Meteo Brescia: fine settimana variabile, marzo resta secco
Previsioni meteo per il weekend a Brescia
Il fine settimana bresciano si preannuncia all'insegna della variabilità meteorologica, ma con una buona notizia: l'assenza di precipitazioni. Nonostante l'avvicinarsi dell'equinozio primaverile, le correnti dominanti manterranno un'impronta fredda e instabile su gran parte della penisola italiana.
La provincia di Brescia, tuttavia, beneficerà della protezione offerta dal sistema alpino. Le montagne agiranno da scudo contro le perturbazioni più intense e le masse d'aria gelida provenienti dall'Europa orientale, garantendo giornate prevalentemente soleggiate almeno fino all'inizio della prossima settimana.
Temperature e sole nel weekend
Nella giornata di oggi e domani, giovedì e venerdì, il tempo sarà caratterizzato da un clima più mite rispetto ai giorni precedenti, con temperature massime che si attesteranno intorno ai 16-17 gradi. Il sole farà la sua comparsa, mitigando la sensazione di freddo.
Sabato e domenica, invece, si assisterà a un aumento della nuvolosità, specialmente nel corso del pomeriggio. Questo cambiamento sarà accompagnato da un nuovo calo delle temperature, che si manterranno comunque su valori contenuti, senza eccessi di freddo.
Marzo secco: dati e prospettive
Le previsioni confermano una tendenza che vede marzo proseguire sulla scia di un mese decisamente secco.
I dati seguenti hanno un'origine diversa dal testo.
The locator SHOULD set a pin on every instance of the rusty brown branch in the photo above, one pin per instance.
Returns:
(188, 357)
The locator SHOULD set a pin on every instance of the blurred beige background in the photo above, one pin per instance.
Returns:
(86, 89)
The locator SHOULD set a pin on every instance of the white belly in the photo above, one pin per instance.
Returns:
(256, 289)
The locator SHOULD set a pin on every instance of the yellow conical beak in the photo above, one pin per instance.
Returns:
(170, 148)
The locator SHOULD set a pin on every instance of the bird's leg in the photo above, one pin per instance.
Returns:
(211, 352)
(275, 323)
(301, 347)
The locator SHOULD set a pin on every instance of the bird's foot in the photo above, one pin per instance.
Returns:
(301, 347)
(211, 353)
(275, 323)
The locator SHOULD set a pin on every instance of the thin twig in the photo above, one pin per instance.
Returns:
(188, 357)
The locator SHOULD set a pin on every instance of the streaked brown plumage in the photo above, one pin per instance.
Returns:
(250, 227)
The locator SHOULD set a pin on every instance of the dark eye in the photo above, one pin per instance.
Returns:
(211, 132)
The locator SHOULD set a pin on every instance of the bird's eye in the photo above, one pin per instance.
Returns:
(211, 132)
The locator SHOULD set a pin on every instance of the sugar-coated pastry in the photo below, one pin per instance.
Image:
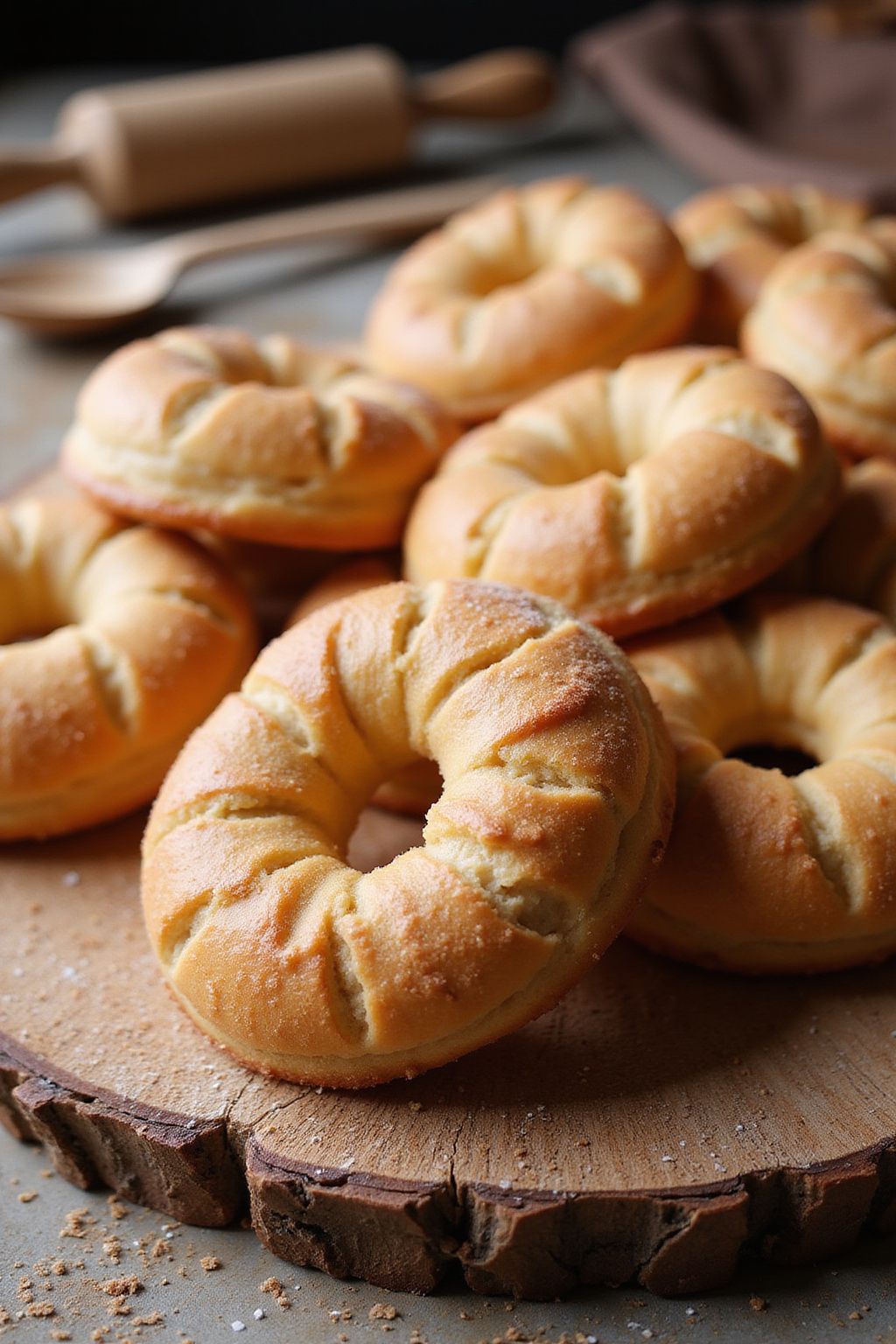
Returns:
(734, 235)
(531, 285)
(557, 794)
(116, 642)
(767, 872)
(826, 318)
(637, 496)
(269, 441)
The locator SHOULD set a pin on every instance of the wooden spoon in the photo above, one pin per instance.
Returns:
(74, 293)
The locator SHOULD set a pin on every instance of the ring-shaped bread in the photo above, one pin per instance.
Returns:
(735, 235)
(557, 792)
(826, 318)
(637, 496)
(416, 788)
(269, 441)
(148, 634)
(531, 285)
(765, 872)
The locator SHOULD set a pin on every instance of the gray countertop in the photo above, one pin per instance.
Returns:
(323, 295)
Sulla Valpadana centrale, le precipitazioni sono state e rimarranno scarse. Dall'inizio del mese, sono caduti appena 5 millimetri di pioggia, un dato ben lontano dai 50 millimetri medi per questo periodo.
Le proiezioni a medio termine non indicano l'arrivo di perturbazioni significative almeno fino a Pasqua. L'alta pressione sull'Europa occidentale ostacolerà l'avanzata dei fronti atlantici per le prossime due settimane. Questo scenario contrasta nettamente con il marzo dello scorso anno, che registrò circa 100 millimetri di pioggia, il doppio della media storica.
Siccità e confronti storici
La situazione di aridità di questo marzo non è un caso isolato. Il 2023 fu segnato da una grave siccità che si protrasse fino a maggio, con precipitazioni totali inferiori a un terzo della media storica tra fine dicembre e metà aprile. Anche le primavere del 2022, 2020 e 2019 avevano mostrato caratteristiche simili, con periodi iniziali molto secchi.
I primi giorni della prossima settimana non dovrebbero portare novità sostanziali in termini di meteo. Tuttavia, tra mercoledì e giovedì si prevede una sensibile diminuzione delle temperature, con gli ultimi giorni del mese che potrebbero essere caratterizzati da un clima più freddo e instabile, seppur con scarse probabilità di pioggia.